A tuning diode is a semiconductor device used as a voltage variable capacitor. The capacitance of the devices varies as the reverse bias voltage across the device is changed according to the equation: EQU dc/dv = C.sup.3 /KN(x)
where K is a constant
Circuit applications of tuning diodes require that the capacitance vary with voltage in a prescribed manner and that this capacitance-voltage response be reproducible from device to device. The capacitance-voltage response is governed by the term N(x) in the above equation where N(x) is the doping density in the bulk of the tuning diode as a function of the distance x away from the diode junction. For conventional diodes the capacitance varies approximately as the square root of the voltage for shallow step junctions and approximately as the cube root of the voltage for deeper, linearly graded junctions.

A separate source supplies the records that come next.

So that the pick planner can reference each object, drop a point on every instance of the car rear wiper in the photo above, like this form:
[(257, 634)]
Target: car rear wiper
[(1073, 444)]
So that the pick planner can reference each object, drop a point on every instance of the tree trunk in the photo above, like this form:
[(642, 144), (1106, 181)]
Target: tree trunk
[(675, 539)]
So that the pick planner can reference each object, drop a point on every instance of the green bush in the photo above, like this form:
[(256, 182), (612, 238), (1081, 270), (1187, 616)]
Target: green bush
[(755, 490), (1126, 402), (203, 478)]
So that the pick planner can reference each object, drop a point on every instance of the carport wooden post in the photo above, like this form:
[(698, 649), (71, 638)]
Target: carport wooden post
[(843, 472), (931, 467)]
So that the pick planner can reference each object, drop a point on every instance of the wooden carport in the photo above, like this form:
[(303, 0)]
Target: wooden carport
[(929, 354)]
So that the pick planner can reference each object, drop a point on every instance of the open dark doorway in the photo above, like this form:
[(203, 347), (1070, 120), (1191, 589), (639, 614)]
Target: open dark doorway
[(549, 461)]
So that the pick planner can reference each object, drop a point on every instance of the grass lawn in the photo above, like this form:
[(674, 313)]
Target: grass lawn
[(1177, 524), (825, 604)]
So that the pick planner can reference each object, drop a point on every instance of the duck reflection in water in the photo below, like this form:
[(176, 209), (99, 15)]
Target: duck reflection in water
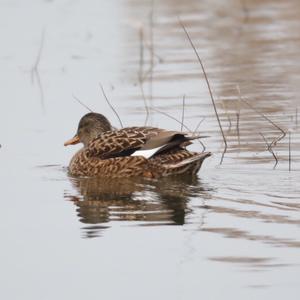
[(145, 201)]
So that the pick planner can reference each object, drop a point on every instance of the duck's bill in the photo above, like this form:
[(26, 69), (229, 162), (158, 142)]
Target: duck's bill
[(72, 141)]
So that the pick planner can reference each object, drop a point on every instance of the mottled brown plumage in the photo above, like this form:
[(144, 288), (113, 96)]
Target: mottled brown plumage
[(115, 153)]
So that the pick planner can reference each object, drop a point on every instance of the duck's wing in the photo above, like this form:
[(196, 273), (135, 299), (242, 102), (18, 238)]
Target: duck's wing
[(135, 141)]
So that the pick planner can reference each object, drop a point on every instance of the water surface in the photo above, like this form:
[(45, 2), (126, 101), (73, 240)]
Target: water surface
[(231, 232)]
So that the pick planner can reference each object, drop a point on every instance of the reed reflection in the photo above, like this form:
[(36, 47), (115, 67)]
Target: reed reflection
[(147, 202)]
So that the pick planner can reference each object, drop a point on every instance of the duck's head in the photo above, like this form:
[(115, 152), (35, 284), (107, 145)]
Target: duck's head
[(89, 127)]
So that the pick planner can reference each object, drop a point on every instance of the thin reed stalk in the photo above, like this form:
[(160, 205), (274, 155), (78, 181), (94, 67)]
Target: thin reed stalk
[(290, 153), (270, 149), (182, 115), (209, 88), (80, 102), (110, 105)]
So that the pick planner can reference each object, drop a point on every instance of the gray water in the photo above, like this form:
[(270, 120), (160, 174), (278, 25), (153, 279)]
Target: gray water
[(230, 233)]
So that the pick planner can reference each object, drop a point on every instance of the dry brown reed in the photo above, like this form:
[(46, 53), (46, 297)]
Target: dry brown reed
[(110, 105), (209, 88)]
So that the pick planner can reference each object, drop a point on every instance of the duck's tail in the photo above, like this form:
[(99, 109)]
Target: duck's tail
[(189, 165)]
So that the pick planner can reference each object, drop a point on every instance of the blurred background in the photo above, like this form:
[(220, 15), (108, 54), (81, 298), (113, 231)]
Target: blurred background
[(231, 232)]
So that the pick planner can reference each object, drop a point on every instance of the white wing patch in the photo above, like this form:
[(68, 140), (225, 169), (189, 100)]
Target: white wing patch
[(147, 153)]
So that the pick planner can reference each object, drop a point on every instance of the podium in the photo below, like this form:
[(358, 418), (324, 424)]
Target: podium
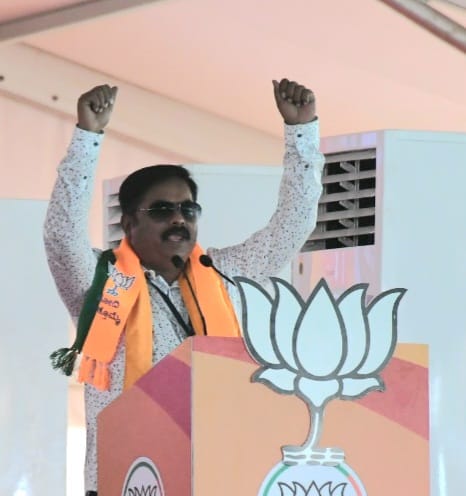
[(195, 425)]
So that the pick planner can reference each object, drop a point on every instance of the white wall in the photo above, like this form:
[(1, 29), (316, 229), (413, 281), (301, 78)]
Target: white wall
[(33, 398), (33, 415)]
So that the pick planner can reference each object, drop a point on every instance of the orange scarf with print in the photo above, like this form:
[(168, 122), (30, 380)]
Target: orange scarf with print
[(125, 306)]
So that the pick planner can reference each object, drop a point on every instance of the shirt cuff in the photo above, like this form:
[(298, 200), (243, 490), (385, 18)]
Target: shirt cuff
[(299, 135)]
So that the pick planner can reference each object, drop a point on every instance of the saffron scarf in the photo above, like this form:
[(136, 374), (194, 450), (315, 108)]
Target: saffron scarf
[(119, 301)]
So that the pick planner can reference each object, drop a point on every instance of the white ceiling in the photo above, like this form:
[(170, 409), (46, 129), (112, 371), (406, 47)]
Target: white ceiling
[(370, 67)]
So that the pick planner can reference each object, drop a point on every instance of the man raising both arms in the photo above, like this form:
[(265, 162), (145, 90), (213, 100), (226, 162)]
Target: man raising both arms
[(134, 304)]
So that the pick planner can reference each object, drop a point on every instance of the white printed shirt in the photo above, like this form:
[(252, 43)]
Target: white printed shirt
[(72, 260)]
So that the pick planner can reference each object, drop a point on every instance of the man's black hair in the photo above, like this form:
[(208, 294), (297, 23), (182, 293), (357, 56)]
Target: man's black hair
[(134, 187)]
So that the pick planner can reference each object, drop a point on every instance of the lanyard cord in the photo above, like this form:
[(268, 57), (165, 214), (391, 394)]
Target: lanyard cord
[(188, 328)]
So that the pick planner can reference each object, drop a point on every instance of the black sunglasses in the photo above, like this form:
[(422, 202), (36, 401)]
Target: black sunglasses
[(164, 210)]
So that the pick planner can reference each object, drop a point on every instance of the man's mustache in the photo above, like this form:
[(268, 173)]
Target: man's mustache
[(177, 231)]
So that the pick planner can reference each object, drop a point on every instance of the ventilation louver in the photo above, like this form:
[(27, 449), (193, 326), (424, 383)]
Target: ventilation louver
[(346, 212), (113, 226)]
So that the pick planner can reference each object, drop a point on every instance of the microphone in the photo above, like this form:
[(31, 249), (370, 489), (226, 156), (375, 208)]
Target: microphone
[(178, 262), (206, 261)]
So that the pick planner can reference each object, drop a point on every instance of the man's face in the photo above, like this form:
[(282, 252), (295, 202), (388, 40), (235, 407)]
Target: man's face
[(156, 240)]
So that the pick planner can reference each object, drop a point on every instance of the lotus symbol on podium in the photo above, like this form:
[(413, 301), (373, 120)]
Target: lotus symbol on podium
[(319, 349)]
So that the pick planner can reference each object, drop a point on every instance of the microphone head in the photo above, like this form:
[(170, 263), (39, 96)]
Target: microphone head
[(206, 261), (178, 262)]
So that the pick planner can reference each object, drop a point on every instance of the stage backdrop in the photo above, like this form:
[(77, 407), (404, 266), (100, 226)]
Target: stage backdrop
[(33, 415)]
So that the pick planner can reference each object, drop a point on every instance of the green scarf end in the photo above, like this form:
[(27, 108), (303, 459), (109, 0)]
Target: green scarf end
[(64, 359)]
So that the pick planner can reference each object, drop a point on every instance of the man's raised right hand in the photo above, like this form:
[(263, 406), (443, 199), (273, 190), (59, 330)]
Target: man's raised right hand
[(95, 108)]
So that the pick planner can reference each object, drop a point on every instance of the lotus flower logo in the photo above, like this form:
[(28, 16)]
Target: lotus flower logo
[(143, 479), (318, 350), (120, 280)]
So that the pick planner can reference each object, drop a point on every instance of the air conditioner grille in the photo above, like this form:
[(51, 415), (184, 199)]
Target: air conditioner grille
[(346, 211)]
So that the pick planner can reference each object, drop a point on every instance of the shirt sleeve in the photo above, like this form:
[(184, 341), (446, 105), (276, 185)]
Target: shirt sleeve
[(267, 251), (69, 253)]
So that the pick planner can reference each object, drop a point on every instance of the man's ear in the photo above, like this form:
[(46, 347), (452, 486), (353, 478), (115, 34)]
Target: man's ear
[(126, 223)]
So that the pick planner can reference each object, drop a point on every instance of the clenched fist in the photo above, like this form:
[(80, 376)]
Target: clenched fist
[(295, 102), (95, 108)]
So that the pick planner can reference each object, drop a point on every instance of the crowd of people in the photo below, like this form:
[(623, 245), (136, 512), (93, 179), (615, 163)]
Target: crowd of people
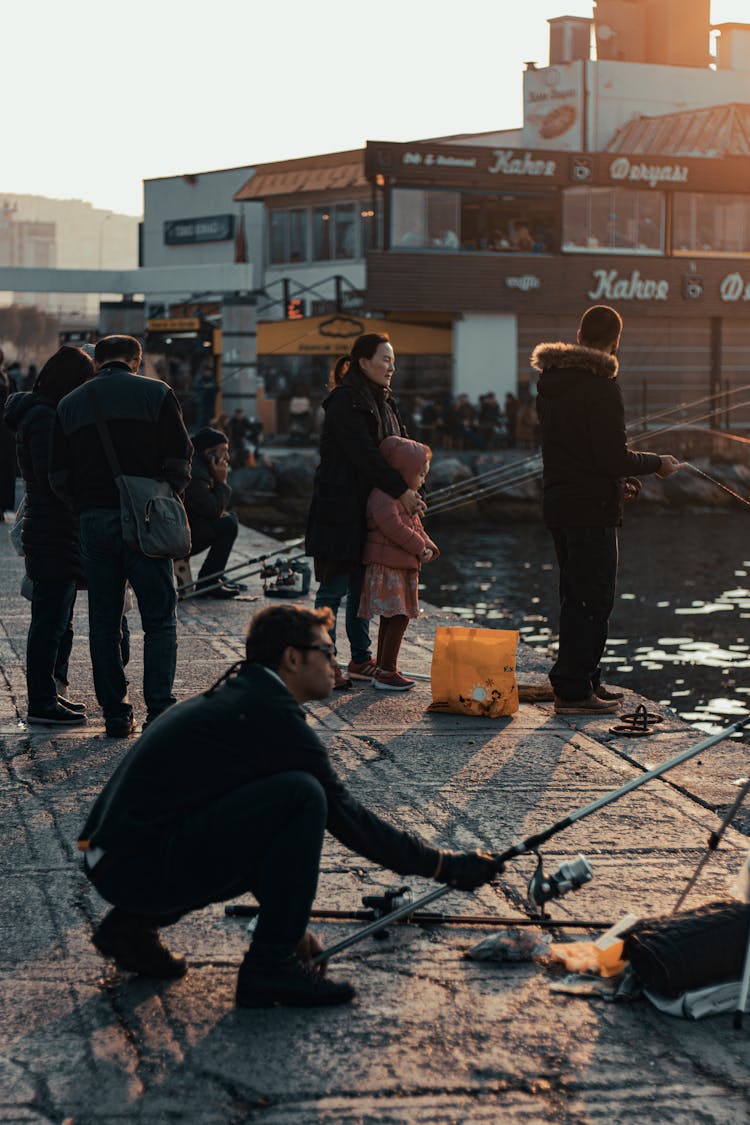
[(231, 791), (459, 423)]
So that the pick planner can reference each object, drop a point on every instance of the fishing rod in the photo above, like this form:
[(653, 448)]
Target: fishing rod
[(508, 469), (541, 889), (427, 918), (513, 466), (218, 575), (481, 492)]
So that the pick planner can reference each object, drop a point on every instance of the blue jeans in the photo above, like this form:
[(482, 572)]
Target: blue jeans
[(108, 564), (50, 639), (358, 629)]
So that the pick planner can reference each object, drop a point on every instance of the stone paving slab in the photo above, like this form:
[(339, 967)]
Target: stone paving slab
[(432, 1037)]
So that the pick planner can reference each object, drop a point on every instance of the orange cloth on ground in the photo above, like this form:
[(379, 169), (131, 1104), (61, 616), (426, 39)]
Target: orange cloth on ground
[(586, 957)]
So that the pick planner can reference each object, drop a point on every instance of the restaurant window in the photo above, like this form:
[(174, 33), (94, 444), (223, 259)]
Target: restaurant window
[(517, 223), (368, 227), (278, 236), (613, 221), (425, 219), (322, 234), (297, 235), (288, 235), (473, 221), (711, 224), (345, 231)]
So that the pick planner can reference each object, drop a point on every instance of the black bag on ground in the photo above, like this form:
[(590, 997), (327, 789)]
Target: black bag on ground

For tuning diodes the capacitance response is often required to be a stronger function of the voltage than the cube root or square root response of conventional diodes. This requires a particular tailoring of the doping distribution, N(x), for the fabrication of a tuning diode with a given capacitance response. This has been accomplished, for example, by fabricating the tuning diode in an epitaxial layer of silicon having a carefully retrograded impurity profile. (Heidenreich, U.S. Pat. No. 3,523,838.) Control of the characteristics of the diode then becomes the problem of controlling a very difficult epitaxial layer deposition process.